Here, though, I focus on a different piece. In 1863, Longfellow published a poem with a thoroughly medieval and even Catholic feel to it. This was “The Sicilian’s Tale: King Robert of Sicily,” about a powerful medieval ruler. It’s a parable about pride, with a creative use of scripture. King Robert,
On St. John’s eve, at vespers, proudly sat
And heard the priests chant the Magnificat,
And as he listened, o’er and o’er again
Repeated, like a burden or refrain,
He caught the words, “Deposuit potentes
De sede, et exaltavit humiles;”
And slowly lifting up his kingly head
He to a learned clerk beside him said,
“What mean these words?” The clerk made answer meet,
“He has put down the mighty from their seat,
And has exalted them of low degree.”
Thereat King Robert muttered scornfully,
“‘T is well that such seditious words are sung
Only by priests and in the Latin tongue;
For unto priests and people be it known,
There is no power can push me from my throne!”

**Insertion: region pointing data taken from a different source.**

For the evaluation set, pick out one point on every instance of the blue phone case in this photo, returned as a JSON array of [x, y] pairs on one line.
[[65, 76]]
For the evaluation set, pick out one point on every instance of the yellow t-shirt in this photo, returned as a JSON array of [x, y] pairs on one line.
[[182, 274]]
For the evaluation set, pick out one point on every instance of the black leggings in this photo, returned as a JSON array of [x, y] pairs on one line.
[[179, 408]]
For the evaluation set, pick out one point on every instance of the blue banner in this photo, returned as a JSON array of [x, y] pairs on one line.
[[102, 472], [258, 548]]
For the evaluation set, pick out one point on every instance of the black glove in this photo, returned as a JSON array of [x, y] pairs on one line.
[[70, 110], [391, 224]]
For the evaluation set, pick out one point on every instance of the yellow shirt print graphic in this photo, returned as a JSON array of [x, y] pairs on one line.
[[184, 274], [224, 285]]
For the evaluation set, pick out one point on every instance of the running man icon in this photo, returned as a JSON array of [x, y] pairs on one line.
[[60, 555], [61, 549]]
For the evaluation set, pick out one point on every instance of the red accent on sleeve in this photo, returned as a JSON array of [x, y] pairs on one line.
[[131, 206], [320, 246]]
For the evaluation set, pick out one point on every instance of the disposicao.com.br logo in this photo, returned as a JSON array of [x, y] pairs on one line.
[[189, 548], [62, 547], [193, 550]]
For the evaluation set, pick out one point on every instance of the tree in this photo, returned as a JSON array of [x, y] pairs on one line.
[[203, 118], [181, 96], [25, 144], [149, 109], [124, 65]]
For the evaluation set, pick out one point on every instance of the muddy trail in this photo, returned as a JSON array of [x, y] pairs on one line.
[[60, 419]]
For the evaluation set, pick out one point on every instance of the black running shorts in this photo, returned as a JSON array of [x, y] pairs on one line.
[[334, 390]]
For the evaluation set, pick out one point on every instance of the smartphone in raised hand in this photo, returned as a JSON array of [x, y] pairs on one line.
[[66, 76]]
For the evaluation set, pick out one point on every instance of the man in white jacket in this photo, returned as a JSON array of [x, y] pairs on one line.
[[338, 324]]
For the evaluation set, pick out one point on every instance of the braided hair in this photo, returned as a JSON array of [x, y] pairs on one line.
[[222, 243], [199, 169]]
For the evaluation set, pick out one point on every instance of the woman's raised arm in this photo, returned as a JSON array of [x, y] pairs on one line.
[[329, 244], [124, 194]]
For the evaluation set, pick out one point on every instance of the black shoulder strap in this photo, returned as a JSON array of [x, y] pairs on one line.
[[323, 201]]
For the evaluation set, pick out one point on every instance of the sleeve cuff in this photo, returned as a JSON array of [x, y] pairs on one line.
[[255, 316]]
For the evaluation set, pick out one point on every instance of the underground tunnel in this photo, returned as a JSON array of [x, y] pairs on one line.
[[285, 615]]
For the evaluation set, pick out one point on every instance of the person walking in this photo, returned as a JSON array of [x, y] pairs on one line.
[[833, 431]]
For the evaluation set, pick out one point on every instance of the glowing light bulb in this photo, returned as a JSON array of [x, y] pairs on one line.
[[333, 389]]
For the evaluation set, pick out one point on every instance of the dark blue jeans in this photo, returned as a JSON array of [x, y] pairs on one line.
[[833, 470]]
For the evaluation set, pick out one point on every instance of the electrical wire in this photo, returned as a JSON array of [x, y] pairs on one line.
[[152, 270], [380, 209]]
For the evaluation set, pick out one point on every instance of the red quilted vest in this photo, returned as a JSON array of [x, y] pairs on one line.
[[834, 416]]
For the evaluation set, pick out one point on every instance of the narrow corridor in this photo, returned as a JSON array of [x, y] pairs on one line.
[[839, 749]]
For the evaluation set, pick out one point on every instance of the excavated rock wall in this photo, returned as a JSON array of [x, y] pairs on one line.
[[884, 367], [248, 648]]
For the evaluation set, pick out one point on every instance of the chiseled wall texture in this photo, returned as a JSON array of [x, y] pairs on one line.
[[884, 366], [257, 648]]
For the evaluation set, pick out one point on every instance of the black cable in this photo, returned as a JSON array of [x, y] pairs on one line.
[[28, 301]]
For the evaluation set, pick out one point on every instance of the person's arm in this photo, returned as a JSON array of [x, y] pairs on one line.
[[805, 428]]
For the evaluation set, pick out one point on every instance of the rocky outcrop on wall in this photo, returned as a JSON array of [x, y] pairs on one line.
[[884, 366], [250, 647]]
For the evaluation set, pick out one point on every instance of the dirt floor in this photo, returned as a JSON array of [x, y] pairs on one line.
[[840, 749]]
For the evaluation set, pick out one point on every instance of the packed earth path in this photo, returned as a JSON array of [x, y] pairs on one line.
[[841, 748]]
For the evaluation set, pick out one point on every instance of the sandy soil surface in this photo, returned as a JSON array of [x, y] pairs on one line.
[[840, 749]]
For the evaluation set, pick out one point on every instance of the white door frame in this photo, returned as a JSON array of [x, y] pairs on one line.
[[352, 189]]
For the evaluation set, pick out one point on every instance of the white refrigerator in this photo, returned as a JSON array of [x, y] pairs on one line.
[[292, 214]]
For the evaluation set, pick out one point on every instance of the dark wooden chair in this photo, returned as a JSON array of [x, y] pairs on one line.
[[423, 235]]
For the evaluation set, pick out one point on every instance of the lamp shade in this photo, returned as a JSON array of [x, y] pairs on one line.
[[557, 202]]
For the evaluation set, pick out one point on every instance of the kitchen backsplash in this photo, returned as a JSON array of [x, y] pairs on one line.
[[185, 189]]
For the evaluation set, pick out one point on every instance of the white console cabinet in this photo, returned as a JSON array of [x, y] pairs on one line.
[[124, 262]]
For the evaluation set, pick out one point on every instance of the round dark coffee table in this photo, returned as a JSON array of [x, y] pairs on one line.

And leaning back, he yawned and fell asleep,
Lulled by the chant monotonous and deep.
But God punishes his pride, placing an angel in his stead as king, and reducing him to the much-mocked Court Jester. When Robert claims his real identity, he is denounced as a madman or a joker.
That exchange lasts for several years – in fact, until one Easter when Robert acknowledges his own weakness and his sinful state. At that point,
They heard the monks chant in the chapel near,
Above the stir and tumult of the street:
“He has put down the mighty from their seat,
And has exalted them of low degree!”
And through the chant a second melody
Rose like the throbbing of a single string:
“I am an Angel, and thou art the King!”
Robert is duly restored, but a chastened and humbled man.
The poem gives a sense of the power of those particular verses from the Magnificat. They are so dangerous that they have to be kept from the poor and weak, lest they get seditious ideas.
It’s striking to discover such words again, as if for the first time. Otherwise, we tend to hear them, but we can get “lulled by the chant monotonous and deep.”
Although it’s not essential to appreciating the poem, there is an interesting historical context here, which adds almost a journalistic element to Longfellow’s work. Understanding this explains an apparent mystery: why would the rational Longfellow seem to be writing a pious neo-medieval tale?
Italian events were much in the news precisely around this time, with the process of Italian unification, the Risorgimento. In summary, liberal and progressive forces were fighting hard to create a united nation of Italy, in the teeth of deadly opposition from various reactionary monarchies, who were allied with the Catholic Church. By 1860, the anti-nationalist forces were led by the Austro-Hungarian Empire, the Papal States, and the Naples-based Kingdom of the Two Sicilies.
Although there were many candidates for the title, perhaps the most notoriously reactionary sovereign of the day was King Ferdinand of the Sicilies, who in 1848 had mercilessly bombarded his subjects during a liberal insurrection at Messina. Ever afterwards, he was known as Re Bomba, King Bomb. Bomba himself died in 1859, but his regime persisted.
In 1860, the Sicilies were the scene for the decisive event in the unification movement. Giuseppe Garibaldi led an insurgent force to support revolts here, and the nationalist revolution triumphed when Naples fell in 1861. The victorious nationalists proclaimed a new united Italian kingdom.
As a good liberal New Englander, Longfellow sympathized totally with the rebels, whom he saw as fighting for progress and enlightenment – distant allies in the wider cause that the North was fighting for in the ongoing American Civil War. In 1861, indeed, Garibaldi had modestly volunteered to become commander in chief of US forces in that conflict. The fact that the Italian nationalists were fighting against what was perceived as oppressive Catholic tyranny was an added bonus. I wonder if the poem’s “learned clerk” is a dig at the then-Pope, Pius IX, a deadly foe of Italian nationalism.
How could Longfellow not mock the foolishness of reactionary Sicilian kings who felt that their power was secure forever? So the king believed that “There is no power can push me from my throne”? Indeed there was, and his name was Garibaldi.
On a Longfellow-related note, I recently read a convincing theory pointing to his strong influence on Tolkien. Is Longfellow due for a revival?